MEXICO CITY, MX.- The situation of violence in Mexico and the social and economic marginalization puts thousands of children and adolescents at risk of being recruited by organized crime, as well as bringing them closer to two destinations: jail or death.
This was stated on Tuesday by the National Citizen Observatory (ONC) and the Network for the Rights of Children in Mexico (Redim), which warned that between 145,000 and 250,000 minors are at risk of being recruited by some organized crime group.
Participating in the forum “Adolescent Justice in Mexico”, organized by the National System for the Protection of Children and Adolescents (SIPINNA), the organizations warned that being young in Mexico is dangerous, especially in the absence of public policies to address the general violence in the country.
“The public policies that exist are electoral and reactive,” said Francisco Rivas, director of ONC.
For her part, Tania Ramirez, executive director of Redim, mentioned that the criminalization of child recruitment is urgent because, when minors enter the criminal work networks, one has to start from the premise that they are victims rather than perpetrators.
“Punitive policies, far from rights, and increased penalties for young people are not a solution; the solution lies in resolving the social causes that make children and adolescents see their affiliation to organized crime as the only way to survive,” she said.
Last September, Redim and ONC published the report “Reclutamiento y utilización de niñas, niños y adolescentes por grupos delictivos en México” (“Recruitment and use of children and adolescents by criminal groups in Mexico”) It reports that 22.3% of minors between six and nine years of age stated that they were victims of mistreatment.
The young people are not there voluntarily, they come from a context of violence and have no other way out; yes, it is poverty, but also in some cases, their lives depend on their affiliation to crime”.
The activist emphasized that the recruitment of minors cannot be considered as a type of trafficking or child labor, because this would make the problem even more invisible. “Work is a right, recruitment is a crime,” she said.
Rivas indicated that not only the big cartels use minors; there are also criminal families, gangs in neighborhoods and small groups.
“For them, minors are cannon fodder that are easily replaced in case they are arrested or killed,” he stated.
He also emphasized that there is not just one type of recruitment: it can range from kidnapping, drug trafficking or extortion.
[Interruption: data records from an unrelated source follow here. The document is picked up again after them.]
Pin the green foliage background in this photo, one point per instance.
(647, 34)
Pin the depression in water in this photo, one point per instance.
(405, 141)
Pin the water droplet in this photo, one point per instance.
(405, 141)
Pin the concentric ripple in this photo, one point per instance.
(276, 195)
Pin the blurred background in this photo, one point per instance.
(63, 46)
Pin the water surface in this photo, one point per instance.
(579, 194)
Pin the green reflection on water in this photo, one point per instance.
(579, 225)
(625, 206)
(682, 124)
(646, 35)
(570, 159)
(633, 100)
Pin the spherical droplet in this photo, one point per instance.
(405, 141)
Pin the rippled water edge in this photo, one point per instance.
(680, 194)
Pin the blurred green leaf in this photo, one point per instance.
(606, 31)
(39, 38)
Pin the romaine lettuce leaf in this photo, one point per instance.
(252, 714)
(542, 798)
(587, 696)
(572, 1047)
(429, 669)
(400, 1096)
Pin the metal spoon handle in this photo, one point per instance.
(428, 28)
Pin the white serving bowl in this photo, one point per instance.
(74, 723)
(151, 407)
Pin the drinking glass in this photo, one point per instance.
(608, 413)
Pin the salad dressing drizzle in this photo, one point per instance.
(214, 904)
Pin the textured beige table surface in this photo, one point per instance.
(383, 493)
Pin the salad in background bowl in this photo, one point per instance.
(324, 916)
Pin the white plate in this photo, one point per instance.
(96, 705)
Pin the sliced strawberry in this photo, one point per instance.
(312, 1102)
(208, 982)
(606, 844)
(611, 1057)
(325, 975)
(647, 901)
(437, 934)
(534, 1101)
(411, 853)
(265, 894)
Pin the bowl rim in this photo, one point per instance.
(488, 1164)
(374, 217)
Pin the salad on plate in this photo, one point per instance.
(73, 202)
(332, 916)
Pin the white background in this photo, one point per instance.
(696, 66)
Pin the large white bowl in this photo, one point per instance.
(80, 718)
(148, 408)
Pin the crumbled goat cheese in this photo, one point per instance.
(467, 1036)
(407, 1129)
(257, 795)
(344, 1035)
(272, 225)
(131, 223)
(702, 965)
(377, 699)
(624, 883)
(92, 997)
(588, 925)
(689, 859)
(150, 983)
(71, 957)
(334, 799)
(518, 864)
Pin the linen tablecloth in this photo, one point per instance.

In other words, minors are not only ‘hawks’, but are trained to participate in all criminal activity.
Rivas stated that in order to protect the sector it is urgent to create an official database on minors recruited (it does not currently exist), as well as to address the general situation of violence in the country and the implementation of specific public policies.
According to another report by the National Human Rights Commission (CNDH), of the total number of adolescents in detention centers, 35% said they were part of a criminal group, while 27% said they had committed a crime in association with the gang of which they were a member.
The link to a criminal group is, on occasions, the only way for minors to escape from a context of social and economic marginalization”.